- Population health management is a healthcare delivery practice that aims to provide high-quality care to all populations by utilizing value-based payment approaches and patient-centered care. A recent study conducted by Healthagen’s Chief Population Health Officer Charles Kennedy, MD, examines how health IT and data analytics integrate with population health management.
The eHealth Initiative study shows the diversity of health IT utilization in population health management. The most popular kinds of health IT infrastructure for population health included EHRs (69%), analytics software (62%), computerized order entry (59%), and patient portals (59%).
Even the less popular forms of health IT had reported high rates of use. For example, care management software had the lowest rate of use, and yet nearly 43 percent of respondents still reported using it. Respondents also reported using disease registries, data warehouses, and clinical decision supports.
That said, health IT is only the third most prominent source of support for population health management. Pre-existing investments were the most popular supports of population health at 54 percent, as well as organization mission statements.
The study also took a closer look at various functions of population health management. Respondents reported using population health to address patients with multiple chronic diseases (65 percent), high readmissions risk (60 percent), who generate high care costs (59 percent), are high utilizers of care (54 percent), and have specific disease and service needs (40 percent).
Additionally, respondents use different measures to analyze their population health management progress. Among the most popular success measures are intermediate outcomes (55 percent), cost savings (54 percent), patient satisfaction (49 percent), healthcare processes (46 percent), and long-term outcomes (39 percent).
Additionally, the survey examined the use of data analytics in population health management. Specifically, it looked at sources of data analytics and how those data are used. The key data sources are clinical data (77%), claims data (62%), administrative and financial data (52%), healthcare research analytics (43%), and registry data (42%). Thirty-two percent of respondents use data from a health information exchange, while 20 percent report analyzing unstructured text.

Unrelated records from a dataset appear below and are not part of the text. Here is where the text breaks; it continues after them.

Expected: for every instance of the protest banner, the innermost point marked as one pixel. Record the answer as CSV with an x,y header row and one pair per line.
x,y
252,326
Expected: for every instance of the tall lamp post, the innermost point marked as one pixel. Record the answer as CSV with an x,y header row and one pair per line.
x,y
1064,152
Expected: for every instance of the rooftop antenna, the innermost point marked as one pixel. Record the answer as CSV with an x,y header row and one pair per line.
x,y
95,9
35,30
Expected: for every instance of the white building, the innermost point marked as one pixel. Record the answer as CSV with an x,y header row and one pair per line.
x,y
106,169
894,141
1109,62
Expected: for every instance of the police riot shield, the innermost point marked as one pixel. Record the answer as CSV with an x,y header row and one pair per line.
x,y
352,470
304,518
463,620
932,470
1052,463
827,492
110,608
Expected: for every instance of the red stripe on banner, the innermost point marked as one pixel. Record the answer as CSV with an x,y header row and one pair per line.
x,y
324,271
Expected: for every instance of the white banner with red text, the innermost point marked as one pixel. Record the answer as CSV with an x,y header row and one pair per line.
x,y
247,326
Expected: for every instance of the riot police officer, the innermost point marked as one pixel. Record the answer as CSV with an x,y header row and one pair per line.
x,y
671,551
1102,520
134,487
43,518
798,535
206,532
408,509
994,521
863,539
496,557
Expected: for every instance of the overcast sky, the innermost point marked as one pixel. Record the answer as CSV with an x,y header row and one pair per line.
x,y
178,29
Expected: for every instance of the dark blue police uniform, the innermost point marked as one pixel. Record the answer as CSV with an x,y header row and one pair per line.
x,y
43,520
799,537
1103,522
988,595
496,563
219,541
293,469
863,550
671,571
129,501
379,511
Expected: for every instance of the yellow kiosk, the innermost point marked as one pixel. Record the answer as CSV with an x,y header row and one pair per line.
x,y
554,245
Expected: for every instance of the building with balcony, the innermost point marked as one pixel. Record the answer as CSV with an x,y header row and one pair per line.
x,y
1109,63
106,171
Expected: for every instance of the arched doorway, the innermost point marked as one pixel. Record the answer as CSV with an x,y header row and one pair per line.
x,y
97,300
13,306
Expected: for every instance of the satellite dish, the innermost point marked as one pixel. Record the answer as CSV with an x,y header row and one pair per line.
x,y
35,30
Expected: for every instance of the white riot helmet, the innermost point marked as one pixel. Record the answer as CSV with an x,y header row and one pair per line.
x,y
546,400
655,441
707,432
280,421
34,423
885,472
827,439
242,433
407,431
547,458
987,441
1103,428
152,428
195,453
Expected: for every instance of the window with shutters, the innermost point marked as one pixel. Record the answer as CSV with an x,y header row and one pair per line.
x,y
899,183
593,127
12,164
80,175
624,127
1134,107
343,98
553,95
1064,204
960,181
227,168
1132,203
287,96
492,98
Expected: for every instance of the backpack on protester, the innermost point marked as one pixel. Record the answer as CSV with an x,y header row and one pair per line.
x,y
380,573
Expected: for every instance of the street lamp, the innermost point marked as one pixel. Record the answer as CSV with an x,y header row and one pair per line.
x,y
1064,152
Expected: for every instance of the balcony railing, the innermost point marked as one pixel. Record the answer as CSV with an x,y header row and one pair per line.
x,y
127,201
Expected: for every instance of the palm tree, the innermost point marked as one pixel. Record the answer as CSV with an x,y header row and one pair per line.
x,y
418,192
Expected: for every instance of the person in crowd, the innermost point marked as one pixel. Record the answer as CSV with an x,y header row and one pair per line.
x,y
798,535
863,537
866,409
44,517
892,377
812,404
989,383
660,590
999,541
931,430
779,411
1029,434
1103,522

Resoundingly the most popular use for these analytics was quality reporting and measuring, with nearly 63 percent of respondents using analytics for that purpose most frequently. Other popular uses of analytics include comparing performance across clinicians, identifying gaps in care or preventative services, and identifying outliers in cost and utilization, all with 43 percent of respondents incorporating those practices. Additionally, analytics are most frequently used retrospectively or in real time.
Far fewer respondents report using patient-generated data, with only 23 percent of respondents reporting doing so. Forty-eight percent of respondents report concerns for the quality of patient-generated data while 42 percent are concerned about the added workload to the clinician.

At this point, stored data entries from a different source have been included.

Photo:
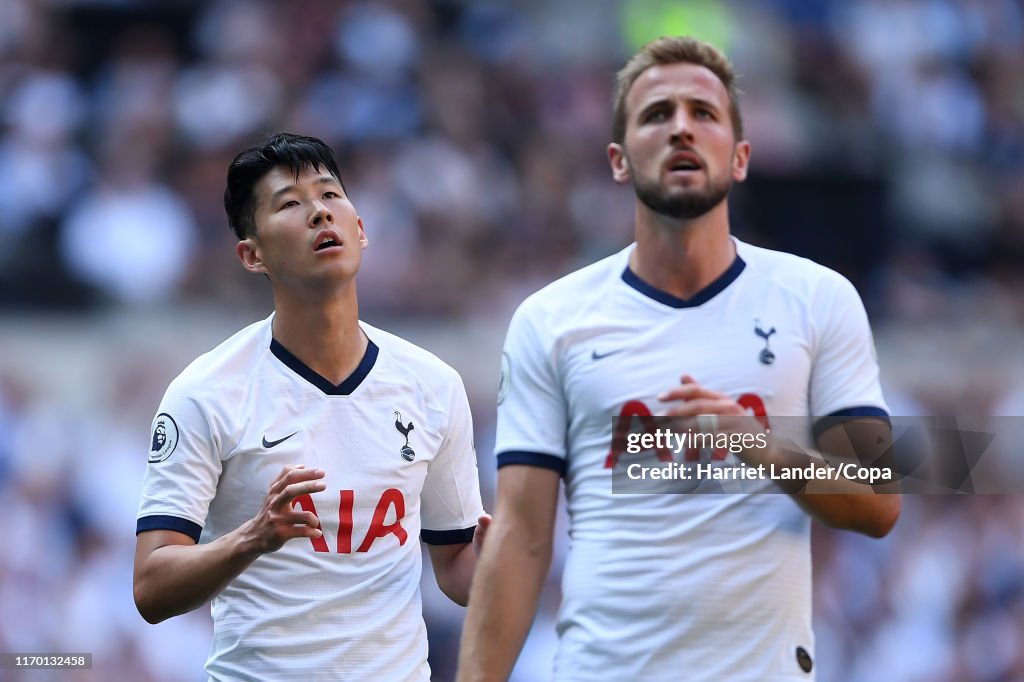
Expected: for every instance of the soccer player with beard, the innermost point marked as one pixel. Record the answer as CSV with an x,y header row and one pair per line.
x,y
670,587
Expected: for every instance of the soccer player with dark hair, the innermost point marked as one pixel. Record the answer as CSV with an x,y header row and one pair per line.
x,y
294,467
673,587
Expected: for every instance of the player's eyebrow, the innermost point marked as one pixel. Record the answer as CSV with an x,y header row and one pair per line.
x,y
669,101
705,103
323,179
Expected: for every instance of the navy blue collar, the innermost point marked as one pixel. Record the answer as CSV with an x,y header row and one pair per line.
x,y
701,297
345,387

The study also examined key practices for population health management, including patient engagement and care management. Nearly 60 percent of respondents use patient portals for patient engagement, followed by notifications for preventative measures (48%), post-discharge care coaching (44%), e-forms for patient generated data (42%), notifications for gaps in care (38%), patient navigators (34%), and secure messaging (34%).
Care management activities are also fairly popular for at-risk patients or patients with specific, chronic needs. The most popular care management activities include development of care plans (64 percent), multidisciplinary care teams (56%), health/wellness coaching (48%), periodic telephone follow-ups (48%), automatic notifications for providers (39%), and periodic in-person follow-ups (34%). A very small number of respondents reported using secure messaging for care management as well (8.5%).

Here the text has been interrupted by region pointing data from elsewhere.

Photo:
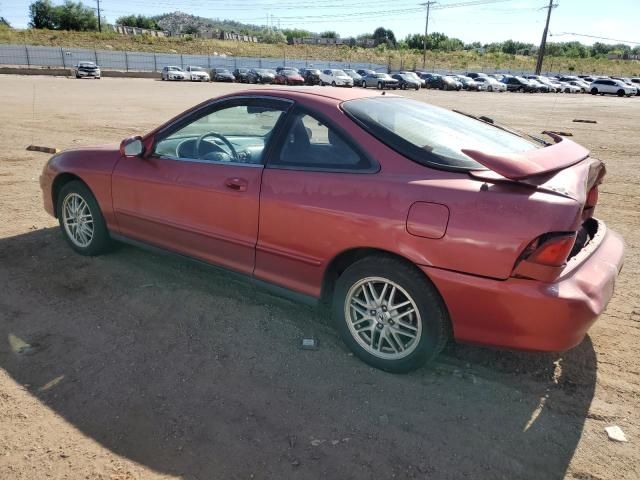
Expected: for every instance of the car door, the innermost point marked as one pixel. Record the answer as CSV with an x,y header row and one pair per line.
x,y
196,191
314,183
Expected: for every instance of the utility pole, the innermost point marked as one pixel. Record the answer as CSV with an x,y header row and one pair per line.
x,y
543,42
426,32
99,19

However, despite the fact that the respondents reported high engagement with population health management practices, they also reported several hindrances. For example, over half of respondents found challenges with interoperability and data integration. Additionally change management, competing IT priorities, and impact on workflow served as challenges with approximately 40 percent of respondents citing each.
Because respondents showed high engagement with population health management and data analytics, researchers state that the importance of those concepts is evident. However, integration of data and its usefulness serve as serious inhibitors. Solutions to these problems include better systems interoperability as well as increased patient engagement with their healthcare and data generation.
This survey garnered nearly 65 responses between September and the start of October 2015. Respondents were a part of health systems/integrated delivery networks (IDNs), independent physician groups, hospitals or academic medical centers, or other types of healthcare organizations. Through their work, respondents had experience with patient-centered medical homes, Medicare/Medicaid accountable care organizations (ACOs), pay for performance programs, commercial ACOs, and bundled payment initiatives.